Commission members said the township’s current zoning ordinance (of 1991) should be amended for rural villages to permit two units per acre instead of the current three units per acre.
It also agreed to change the number of single-family, semi-detached units from seven units per acre to four units per acre.
Various members of the Board of Supervisors and Planning Commission proposed the creation of a modern rural village in Amityville to permit by-right businesses in the existing (and new) buildings that would hopefully result in a successful, profitable village and make it a destination point in Amity Township.
“I don’t want to see someone trying to build some huge apartment complex -- that isn’t what we’re trying to encourage,” said Chairman Paul R. Weller.

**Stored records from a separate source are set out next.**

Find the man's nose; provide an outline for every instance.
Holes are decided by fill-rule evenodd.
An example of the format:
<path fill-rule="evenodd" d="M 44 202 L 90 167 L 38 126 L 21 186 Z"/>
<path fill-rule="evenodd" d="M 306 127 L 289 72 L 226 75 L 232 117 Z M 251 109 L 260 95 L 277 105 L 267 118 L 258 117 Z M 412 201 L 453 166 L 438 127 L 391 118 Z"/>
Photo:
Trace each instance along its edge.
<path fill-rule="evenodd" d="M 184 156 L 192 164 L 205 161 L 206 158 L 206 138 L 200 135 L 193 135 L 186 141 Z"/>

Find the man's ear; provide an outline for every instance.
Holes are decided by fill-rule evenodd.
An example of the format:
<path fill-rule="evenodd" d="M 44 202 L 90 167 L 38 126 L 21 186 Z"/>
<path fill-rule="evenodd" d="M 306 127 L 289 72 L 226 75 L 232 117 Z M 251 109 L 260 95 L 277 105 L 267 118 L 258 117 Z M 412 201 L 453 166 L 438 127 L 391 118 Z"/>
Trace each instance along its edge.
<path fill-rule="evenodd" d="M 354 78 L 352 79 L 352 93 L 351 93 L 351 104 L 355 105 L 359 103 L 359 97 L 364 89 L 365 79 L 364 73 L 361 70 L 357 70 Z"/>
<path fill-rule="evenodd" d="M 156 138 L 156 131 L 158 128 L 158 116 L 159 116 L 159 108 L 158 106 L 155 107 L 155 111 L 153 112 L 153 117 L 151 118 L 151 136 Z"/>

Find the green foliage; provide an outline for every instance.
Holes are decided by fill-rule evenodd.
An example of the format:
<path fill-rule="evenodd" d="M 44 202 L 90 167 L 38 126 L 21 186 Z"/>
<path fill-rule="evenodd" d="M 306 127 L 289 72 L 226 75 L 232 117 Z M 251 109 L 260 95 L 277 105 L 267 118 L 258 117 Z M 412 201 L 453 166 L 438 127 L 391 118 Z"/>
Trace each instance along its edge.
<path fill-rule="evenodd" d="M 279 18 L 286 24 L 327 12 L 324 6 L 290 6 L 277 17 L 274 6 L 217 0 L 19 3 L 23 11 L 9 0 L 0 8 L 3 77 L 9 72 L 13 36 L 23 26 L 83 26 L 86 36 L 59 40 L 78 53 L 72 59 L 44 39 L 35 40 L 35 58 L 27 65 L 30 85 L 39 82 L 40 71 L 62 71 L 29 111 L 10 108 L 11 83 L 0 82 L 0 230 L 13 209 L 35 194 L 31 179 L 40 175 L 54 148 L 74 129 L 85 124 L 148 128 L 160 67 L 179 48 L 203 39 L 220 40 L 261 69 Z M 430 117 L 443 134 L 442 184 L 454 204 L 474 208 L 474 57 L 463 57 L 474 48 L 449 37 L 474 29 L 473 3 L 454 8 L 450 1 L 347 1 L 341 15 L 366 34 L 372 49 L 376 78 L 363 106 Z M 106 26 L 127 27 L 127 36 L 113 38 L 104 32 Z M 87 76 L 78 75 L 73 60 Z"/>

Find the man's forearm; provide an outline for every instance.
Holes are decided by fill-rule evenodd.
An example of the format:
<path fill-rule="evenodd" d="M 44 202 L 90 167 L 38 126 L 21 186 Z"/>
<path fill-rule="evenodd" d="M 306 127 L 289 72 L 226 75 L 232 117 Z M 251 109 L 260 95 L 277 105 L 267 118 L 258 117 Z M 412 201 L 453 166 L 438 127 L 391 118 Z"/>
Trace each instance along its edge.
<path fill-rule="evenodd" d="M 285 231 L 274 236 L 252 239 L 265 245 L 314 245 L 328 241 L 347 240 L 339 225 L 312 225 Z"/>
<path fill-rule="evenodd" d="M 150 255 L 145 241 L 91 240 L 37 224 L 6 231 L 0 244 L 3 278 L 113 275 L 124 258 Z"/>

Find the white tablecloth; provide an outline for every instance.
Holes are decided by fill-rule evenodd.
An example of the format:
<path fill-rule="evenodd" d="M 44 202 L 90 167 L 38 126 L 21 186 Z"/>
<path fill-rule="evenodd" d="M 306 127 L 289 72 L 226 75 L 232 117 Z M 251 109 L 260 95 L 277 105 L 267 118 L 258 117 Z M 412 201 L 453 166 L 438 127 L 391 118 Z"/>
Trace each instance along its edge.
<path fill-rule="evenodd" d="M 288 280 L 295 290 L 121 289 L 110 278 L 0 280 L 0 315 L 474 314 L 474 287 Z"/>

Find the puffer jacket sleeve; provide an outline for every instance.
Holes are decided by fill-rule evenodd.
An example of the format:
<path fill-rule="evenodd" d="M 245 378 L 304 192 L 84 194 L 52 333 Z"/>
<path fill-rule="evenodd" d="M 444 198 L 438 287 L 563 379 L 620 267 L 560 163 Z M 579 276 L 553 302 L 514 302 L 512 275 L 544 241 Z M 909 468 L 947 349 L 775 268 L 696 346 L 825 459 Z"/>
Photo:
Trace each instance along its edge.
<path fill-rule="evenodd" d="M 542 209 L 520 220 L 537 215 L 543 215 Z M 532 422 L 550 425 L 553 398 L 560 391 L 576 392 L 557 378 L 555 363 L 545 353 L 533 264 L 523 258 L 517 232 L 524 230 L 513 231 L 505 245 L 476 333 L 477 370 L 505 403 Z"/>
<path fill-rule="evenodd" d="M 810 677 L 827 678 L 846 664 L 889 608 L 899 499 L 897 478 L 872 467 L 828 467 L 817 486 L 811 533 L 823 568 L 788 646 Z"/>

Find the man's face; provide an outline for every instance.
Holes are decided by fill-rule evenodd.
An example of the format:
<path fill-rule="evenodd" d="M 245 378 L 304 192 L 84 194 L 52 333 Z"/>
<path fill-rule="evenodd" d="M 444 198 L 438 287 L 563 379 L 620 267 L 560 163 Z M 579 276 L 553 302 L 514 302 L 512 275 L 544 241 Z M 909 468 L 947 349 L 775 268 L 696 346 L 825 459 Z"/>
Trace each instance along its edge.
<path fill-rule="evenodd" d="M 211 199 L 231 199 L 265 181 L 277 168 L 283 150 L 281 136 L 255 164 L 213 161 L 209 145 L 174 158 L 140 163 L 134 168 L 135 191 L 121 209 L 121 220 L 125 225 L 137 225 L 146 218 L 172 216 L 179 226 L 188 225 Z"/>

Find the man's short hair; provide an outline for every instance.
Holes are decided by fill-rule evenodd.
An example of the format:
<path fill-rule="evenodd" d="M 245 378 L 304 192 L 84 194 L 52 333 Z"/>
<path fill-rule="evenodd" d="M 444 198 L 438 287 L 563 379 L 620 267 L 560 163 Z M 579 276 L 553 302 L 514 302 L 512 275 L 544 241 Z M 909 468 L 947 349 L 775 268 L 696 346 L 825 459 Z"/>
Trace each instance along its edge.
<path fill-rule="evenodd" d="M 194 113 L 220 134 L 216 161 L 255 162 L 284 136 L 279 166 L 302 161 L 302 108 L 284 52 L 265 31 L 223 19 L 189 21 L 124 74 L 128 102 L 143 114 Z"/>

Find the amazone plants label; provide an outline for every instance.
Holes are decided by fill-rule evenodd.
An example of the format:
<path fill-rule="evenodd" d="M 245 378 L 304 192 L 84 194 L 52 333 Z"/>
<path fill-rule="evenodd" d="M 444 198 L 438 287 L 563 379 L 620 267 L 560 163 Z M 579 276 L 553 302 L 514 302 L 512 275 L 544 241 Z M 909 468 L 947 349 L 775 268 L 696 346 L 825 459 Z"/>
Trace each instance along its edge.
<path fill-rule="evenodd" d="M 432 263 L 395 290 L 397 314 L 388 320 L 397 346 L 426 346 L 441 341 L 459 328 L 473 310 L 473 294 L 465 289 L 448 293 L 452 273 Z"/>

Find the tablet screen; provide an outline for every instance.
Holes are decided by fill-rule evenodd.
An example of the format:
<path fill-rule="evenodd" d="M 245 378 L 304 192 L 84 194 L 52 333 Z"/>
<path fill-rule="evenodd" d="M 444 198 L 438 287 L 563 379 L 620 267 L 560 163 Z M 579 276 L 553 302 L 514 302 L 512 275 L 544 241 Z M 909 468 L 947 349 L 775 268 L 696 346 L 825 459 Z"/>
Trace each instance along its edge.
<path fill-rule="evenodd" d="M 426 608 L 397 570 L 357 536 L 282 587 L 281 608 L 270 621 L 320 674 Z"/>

“I want this to be as restrictive as possible unless attached to a business,” said member Terry L. Jones.
The rural village would be located in the area of Weavertown and Old Swede roads at Old Airport Road and on properties that are zoned medium density residential (MDR).
Township Engineer John Weber provided the commission with an Amityville rural village map to indicate the six land parcels in the proposed rural village boundaries that have between five and 10 acres.
Under the current ordinance of three units per acre in MDR, a 10 acre parcel could contain up to 30 apartment units.
The result of multi-family developments would be more children attending the Daniel Boone School District, increased school costs, higher property taxes and then program cuts to reduce the district’s $5 million annual budget deficits.
Weber said an exception to the new decreased density could be when the multi-family housing would be attached to a commercial use.
He said in that case, a dual usage on a large property cold have three housing units.
“The idea was that we wanted to ‘incentive-ize’ the dual use,” said township Solicitor Brian F. Boland.
Commission members said their next steps are to refine the ordinance’s supplementary regulations that include signage, parking, landscaping, and exterior lighting.
Their intent with the low impact property uses, density considerations, and other future ordinance amendments is to continue to protect residents.
An example of that would be to not allow items to be displayed in front yards.
Jones said the current sign ordinance that allows a two-foot sign for a small home occupation business in MDR is too restrictive to home occupations.
“The township’s rural village purpose is different than home occupations and supplementary regulations should be less restrictive to commercial owners,” said Boland.